Size also matters to Olivia Lee, an industrial designer who has made an increasingly high-profile career built on such seemingly disparate connectivity offered here. After two years at the rigorous National University of Singapore, she won a scholarship to study overseas from the national agency DesignSingapore. The now 34-year-old Lee chose London’s prestigious Central Saint Martins, where she made her mark with a viral collection called Limited Edition Design Dolls that personified Zaha Hadid, Jaime Hayon, and Karim Rashid. She went on to work for acclaimed French designer Sebastian Bergne before returning to Singapore in 2011.

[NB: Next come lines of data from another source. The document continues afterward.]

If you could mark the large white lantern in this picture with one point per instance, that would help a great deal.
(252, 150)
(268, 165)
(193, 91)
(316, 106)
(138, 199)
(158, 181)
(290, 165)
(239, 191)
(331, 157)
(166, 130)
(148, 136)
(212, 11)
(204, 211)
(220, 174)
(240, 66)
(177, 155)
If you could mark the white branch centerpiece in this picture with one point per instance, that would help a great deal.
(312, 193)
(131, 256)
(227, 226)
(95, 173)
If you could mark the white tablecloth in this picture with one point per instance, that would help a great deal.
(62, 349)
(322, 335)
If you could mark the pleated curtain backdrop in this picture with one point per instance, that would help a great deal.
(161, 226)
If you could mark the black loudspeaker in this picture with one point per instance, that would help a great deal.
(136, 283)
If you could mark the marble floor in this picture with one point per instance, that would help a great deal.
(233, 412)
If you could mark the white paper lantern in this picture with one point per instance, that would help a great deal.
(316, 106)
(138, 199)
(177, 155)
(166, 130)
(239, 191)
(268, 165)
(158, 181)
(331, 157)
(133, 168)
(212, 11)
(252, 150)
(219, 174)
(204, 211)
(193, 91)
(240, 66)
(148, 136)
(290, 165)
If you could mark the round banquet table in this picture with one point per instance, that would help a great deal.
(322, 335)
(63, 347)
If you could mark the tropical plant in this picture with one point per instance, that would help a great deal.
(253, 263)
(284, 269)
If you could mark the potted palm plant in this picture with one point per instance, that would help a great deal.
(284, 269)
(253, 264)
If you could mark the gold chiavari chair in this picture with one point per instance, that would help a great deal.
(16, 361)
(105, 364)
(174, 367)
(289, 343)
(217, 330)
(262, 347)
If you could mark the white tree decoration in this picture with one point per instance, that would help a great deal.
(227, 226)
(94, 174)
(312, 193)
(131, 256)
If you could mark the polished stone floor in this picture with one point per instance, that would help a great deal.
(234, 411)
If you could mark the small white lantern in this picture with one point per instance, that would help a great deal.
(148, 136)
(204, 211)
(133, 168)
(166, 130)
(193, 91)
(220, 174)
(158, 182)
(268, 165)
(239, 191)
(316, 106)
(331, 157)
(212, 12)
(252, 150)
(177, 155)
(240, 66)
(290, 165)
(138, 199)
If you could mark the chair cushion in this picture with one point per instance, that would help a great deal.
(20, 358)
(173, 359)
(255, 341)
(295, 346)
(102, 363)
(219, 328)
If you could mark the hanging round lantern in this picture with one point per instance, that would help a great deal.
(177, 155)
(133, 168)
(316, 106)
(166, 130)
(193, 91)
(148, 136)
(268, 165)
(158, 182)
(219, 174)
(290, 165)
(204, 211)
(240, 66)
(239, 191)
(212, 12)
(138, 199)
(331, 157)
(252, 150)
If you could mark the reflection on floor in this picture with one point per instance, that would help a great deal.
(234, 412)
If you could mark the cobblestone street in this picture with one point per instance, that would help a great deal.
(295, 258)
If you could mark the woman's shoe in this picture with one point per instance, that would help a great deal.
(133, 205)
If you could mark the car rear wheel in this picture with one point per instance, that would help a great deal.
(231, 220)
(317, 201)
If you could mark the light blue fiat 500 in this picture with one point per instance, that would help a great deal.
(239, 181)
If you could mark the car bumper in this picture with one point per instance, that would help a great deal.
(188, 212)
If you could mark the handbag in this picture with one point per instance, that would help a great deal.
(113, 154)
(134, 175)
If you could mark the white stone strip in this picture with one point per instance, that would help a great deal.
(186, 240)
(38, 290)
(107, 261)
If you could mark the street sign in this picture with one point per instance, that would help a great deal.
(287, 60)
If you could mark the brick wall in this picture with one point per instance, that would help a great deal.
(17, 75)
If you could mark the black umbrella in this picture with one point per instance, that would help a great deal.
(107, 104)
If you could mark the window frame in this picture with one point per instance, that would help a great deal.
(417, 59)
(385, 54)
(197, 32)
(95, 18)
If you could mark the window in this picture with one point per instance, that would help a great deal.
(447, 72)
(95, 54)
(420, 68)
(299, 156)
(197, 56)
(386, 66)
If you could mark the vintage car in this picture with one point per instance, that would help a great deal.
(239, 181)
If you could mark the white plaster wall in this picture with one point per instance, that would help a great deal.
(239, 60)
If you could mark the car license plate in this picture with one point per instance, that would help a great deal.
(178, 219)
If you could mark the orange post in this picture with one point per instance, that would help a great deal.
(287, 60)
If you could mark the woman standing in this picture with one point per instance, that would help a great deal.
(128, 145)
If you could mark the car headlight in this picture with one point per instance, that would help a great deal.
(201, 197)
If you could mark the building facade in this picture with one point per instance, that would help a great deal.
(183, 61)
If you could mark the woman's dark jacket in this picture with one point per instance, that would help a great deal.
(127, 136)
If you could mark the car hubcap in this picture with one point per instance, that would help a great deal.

Echoing WOHA’s Hassell, Lee believes the establishment of public sector initiatives like DesignSingapore convinced her parents that the state sees a future in design. And while government criticism is still in vogue, she admits, this one has been unusually future-minded when it comes to design. It’s hardly unique for governments to offer scholarships for its young citizens to study science and medicine abroad. However, Lee points out that Singapore has been supporting design education, albeit for just an especially talented few, at the finest international institutions since 2005. “They really supported me to study design abroad. Where else could I do that?”
Since her future-proof Athena furniture and accessories line was shown to critical acclaim at Salone del Mobile in 2017, the commissions have come rolling in. Her Museum of Wonders window installations for the Hermès Singapore flagship, for instance, feature a collection of absurdist historical scenes placing the brand’s products next to inventions from the Industrial Revolution era. Though her client list is global, Lee produces everything locally, mostly with small manufacturers. The shiny brass desktop set she shows me, for example, was commissioned by a Singapore government agency as a gift for visiting foreign business VIPs. It was fabricated by a company that previously serviced Singapore’s maritime industry.
“I’m fascinated by things that are 100-percent designed and made in Singapore,” she says. “It pushes me to find people willing to take risks and to join in the creative journey with me.” It can be arduous, but it also puts the renowned Singaporean resourcefulness on display. “Taking the cards you’re dealt, then pushing thoughtful transformation involves design thinking,” she says. In a sense it represents the duality of Singapore itself. “There is rigidity in our system,” she says. “But there is also so much can-do kampong spirit here. ”
Singapore, she sums up, has always been a place where “shit gets done fast,” leaving open endless potential for the growing class of artists and designers to dream, imagine, and produce anew.